Хронолиты - Уилсон Роберт Чарльз 4 стр.


В другом ухе она носила слуховой аппарат, словно крошечную полированную ракушку.

После ужина я помыл посуду, потом упросил Кейтлин подождать с мультиками и переключил на выпуск новостей.

Передавали новости из Бангкока.

– То же самое, – кисло сказала Кейтлин, выйдя из ванной, – хотел смотреть и мистер Леви.

Как вы уже догадались, это было первое разрушение города Хронолитами – по сути, первое предупреждение, что в Юго-Восточной Азии происходит нечто посерьезнее анекдотов из «Непонятнее самой науки».

Я сел рядом с Кейтлин, а она свернулась у меня под боком, пока я смотрел новости.

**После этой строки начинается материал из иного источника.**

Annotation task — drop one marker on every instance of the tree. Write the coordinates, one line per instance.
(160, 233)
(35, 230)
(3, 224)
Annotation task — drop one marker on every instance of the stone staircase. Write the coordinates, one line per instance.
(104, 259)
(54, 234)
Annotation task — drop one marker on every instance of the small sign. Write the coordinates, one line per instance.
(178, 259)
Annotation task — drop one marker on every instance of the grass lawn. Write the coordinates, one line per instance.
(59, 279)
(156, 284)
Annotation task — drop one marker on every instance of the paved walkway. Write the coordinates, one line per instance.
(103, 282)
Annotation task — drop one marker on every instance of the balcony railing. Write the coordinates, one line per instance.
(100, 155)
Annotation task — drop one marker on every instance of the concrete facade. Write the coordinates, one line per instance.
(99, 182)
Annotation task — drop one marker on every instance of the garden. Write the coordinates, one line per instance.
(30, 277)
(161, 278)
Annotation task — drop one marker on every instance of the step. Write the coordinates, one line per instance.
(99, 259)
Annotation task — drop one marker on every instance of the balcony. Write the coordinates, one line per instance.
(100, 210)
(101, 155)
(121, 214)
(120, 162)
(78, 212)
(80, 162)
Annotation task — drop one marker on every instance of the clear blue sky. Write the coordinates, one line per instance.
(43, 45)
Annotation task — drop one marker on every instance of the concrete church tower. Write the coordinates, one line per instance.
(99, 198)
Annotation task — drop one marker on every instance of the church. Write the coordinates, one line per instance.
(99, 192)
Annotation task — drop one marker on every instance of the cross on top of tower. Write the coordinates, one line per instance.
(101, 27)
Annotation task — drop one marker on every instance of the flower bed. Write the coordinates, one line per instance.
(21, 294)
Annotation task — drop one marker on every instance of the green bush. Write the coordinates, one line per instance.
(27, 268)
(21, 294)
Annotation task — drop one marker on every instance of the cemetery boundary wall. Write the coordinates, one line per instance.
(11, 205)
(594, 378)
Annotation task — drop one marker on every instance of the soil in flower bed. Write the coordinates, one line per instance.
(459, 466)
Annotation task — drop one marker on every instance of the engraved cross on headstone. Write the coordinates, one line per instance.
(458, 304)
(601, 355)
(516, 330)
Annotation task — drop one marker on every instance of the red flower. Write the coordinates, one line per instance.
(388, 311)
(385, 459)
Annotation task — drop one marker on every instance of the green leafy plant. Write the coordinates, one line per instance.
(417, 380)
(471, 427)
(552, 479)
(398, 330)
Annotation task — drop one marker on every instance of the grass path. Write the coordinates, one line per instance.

Кейт тут же заскучала. Дети в ее возрасте не видят картины целиком, для них одна запись события похожа на все остальные. И любопытство их жестоко. На нее произвели впечатление, даже ошарашили, снятые с вертолета кадры жилых кварталов вдоль реки – разрушенных и покрытых льдом, таявшим на солнце. Но таких кадров было немного, и новостные каналы гоняли их по кругу, сопровождая туманными оценками потерь и пустопорожними «интерпретациями». Пока комментаторы не желали признавать реальность, нагнетая страх и растерянность, она только хмурилась, а потом закрыла глаза, и вскоре ее спокойное дыхание перешло в тихое сопение.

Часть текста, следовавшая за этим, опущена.